When Daniel was on the road, Bob would handle any studio clients, and the studio was starting to get more musical acts in. “We started making records with some of the local singer-songwriters, a lot of folk singers, there was quite a scene at that time. Willie P., Joe Hall, Quarrington-Worthy, Ray Materick, I recorded (local blues great) Jackie Washington, a lot of regional folks.” Both Ian and Sylvia Tyson were at different sessions, and perhaps most widely heard, Raffi’s first children’s album was recorded at Master Sound, with Lanois recording, mixing, and even playing on it, as he did with many of the clients.

“That’s it, I was helpful to them. I didn’t imagine that I would be anything other than somebody who was helpful to get the best recording possible, applying my skills as a technician, and I was an accomplished guitar player, so I was able to make arrangement suggestions. That segued into doing good edits, so I was kind of a one-stop shop and I was a reliable music friend for the client. Maybe I could play a bassline or overdub a certain guitar part that no one else was there to play. I never knew what a record producer was, I wasn’t trying to be that. I was not very career-minded, I was just there to help people out.”

By 1976, the basement was too small for the work they were getting, and after a search, the brothers found a house in Hamilton with lots more room and lots of parking for gear trucks. Daniel and Bob, along with friend Bob Doidge, turned the house into the now-famous Grant Avenue Studio. “My brother, he built that studio with his bare hands, one soundproofing idea after another,” says Daniel. “He did beautiful work, he’s quite a brilliant mind that way. I was doing most of the dog work in the recording studio, sitting in the chair, and my brother is a lot more qualified, the scientist of the two, you know?”

By 1983, Daniel was working on ambient recordings with Brian Eno and left to pursue work in Europe. At that point, he decided he had to walk away from the studio, but the Lanois brothers had their longtime friend to keep it going. “My buddy Bob Doidge took an interest in owning it and picked it up. The Doidge, as we call him, is very responsible for all this. He was at Grant Avenue right through, involved in the jingle business too, has always been a great soulmate. He thought, we’ve got a pretty good thing going here, I should keep it going.”

Bob Doige (L) and Daniel Lanois (R). Courtesy of the Grant Avenue Recordings archives.

It’s still going strong. Under Doidge, stars such as Gordon Lightfoot and Cowboy Junkies have made records there, and it continues to provide support and encouragement to the Hamilton music community, helping nurture new and underground talent. As for Lanois, he says nothing has changed really, he is still working hard.  

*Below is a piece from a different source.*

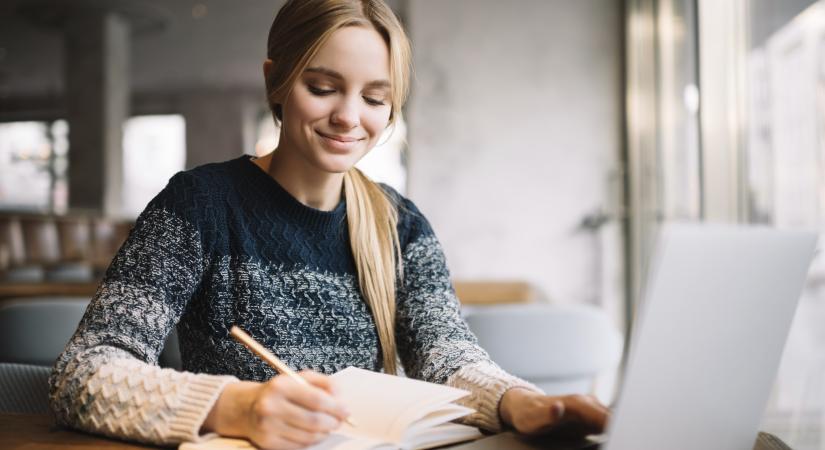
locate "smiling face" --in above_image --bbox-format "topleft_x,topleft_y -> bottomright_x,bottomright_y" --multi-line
273,25 -> 392,174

“All I ever did was work, from the age of nine. I was a pinsetter in a bowling alley, I was a hamburger grinder in a butcher shop. I walked more 18s and 9s as a caddy than Tiger Woods. I worked in a garden centre, I delivered The Globe and Mail. The moral of the story is some kids just got the bug, and I still do. I gotta get back to my music, I’m making a piano record now.”

He thinks for a minute if he’s forgotten any of the story. “Don’t leave out Ms. Montego, and Delightful Delilah.”